I was able to write a solution. It works but it looks horrible and very difficult to understand for others.
import pandas as pd
import numpy as np
import math
data=[
['B01FV0FBX4','2019-01-13','predicted_90',2207.931,2217.841],
['B01FV0FBX4','2019-01-13','predicted_50',1561.033,1521.567],
['B01FV0FBX4','2019-01-13','override_90',1973.000,np.NaN],
['B01FV0FBX4','2019-01-13','override_50',1233.000,np.NaN],
['B01FV0FBX4','2019-01-06','override_50',np.NaN,1233.000],
['B01FV0FBX4','2019-01-06','predicted_50',1210.129,1213.803],
['B01FV0FBX4','2019-01-06','override_90',np.NaN,1973.000],
['B01FV0FBX4','2019-01-06','predicted_90',1911.205,1921.594]
]
df = pd.DataFrame(data,columns=['pk1','pk2', 'type', 'qty_6', 'qty_7'])
override_map = {
"predicted_50" : "override_50",
"predicted_90" : "override_90"
}
def transform_df(df):
transformed_df = pd.DataFrame()
for index, row in df.iterrows():
row_type = row['type']
row_pk1 = row['pk1']
row_pk2 = row['pk2']
if row_type in override_map.keys():
override_type = override_map.get(row_type)
else:
for i in range(6,8):
qty_dev_col = 'qty_'+str(i)+'_dev'
qty_override_col = 'qty_'+str(i)+'_overridden'
row[qty_dev_col] = 0
row[qty_override_col] = False
transformed_df=transformed_df.append(row, ignore_index=True)
continue
corr_df = df.loc[(df.type == override_type)
& (df.pk1 == row_pk1)
& (df.pk2 == row_pk2)]
for i in range(6,8):
qty_col = 'qty_'+str(i)
qty_dev_col = 'qty_'+str(i)+'_dev'
qty_override_col = 'qty_'+str(i)+'_overridden'
if not (math.isnan(corr_df[qty_col])) and (corr_df[qty_col].values[0] != row[qty_col]):
row[qty_dev_col] = corr_df[qty_col].values[0] - row[qty_col]

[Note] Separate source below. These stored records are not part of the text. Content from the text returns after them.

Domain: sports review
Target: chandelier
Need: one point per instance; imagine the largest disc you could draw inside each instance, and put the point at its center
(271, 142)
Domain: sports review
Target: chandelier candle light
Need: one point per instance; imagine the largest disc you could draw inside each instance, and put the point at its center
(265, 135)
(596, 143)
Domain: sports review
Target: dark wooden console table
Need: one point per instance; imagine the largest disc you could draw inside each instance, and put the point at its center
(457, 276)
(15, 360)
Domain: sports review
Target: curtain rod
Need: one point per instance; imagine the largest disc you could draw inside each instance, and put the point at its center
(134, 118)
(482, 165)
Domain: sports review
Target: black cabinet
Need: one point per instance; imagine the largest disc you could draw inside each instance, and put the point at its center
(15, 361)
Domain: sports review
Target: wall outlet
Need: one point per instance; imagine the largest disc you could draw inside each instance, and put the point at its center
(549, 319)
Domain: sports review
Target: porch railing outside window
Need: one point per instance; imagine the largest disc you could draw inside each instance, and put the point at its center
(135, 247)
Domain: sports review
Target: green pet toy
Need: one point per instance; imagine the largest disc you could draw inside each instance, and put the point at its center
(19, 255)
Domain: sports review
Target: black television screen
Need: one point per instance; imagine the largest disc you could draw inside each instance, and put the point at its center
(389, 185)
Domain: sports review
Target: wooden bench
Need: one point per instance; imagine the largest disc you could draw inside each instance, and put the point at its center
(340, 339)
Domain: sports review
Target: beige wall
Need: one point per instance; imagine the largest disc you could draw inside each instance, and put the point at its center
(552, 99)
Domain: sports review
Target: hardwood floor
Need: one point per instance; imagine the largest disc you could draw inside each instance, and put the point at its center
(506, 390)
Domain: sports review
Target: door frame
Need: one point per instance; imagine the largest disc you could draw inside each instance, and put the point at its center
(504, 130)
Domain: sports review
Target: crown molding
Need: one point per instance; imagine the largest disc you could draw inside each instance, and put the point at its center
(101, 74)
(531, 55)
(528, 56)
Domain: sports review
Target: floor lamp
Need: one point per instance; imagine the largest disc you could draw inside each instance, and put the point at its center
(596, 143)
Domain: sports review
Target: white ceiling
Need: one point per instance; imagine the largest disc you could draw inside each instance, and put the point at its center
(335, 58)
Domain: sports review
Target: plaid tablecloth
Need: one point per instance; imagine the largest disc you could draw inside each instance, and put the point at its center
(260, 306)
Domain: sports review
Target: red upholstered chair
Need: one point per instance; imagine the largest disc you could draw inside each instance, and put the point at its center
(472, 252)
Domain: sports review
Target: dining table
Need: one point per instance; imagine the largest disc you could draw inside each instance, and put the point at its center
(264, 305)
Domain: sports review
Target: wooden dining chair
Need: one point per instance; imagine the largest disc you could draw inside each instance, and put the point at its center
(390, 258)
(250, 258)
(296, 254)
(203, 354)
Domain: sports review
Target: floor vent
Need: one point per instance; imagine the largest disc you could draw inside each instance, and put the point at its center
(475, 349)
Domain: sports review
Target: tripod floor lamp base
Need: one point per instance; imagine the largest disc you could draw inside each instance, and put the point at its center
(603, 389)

row[qty_col] = corr_df[qty_col].values[0]
row[qty_override_col] = True
else:
row[qty_dev_col] = 0
row[qty_override_col] = False
transformed_df=transformed_df.append(row, ignore_index=True)
return transformed_df
x1 = transform_df(df)
Is there a better way to do this using lambdas or something ? Also this takes like forever to run over a bigger dataframe.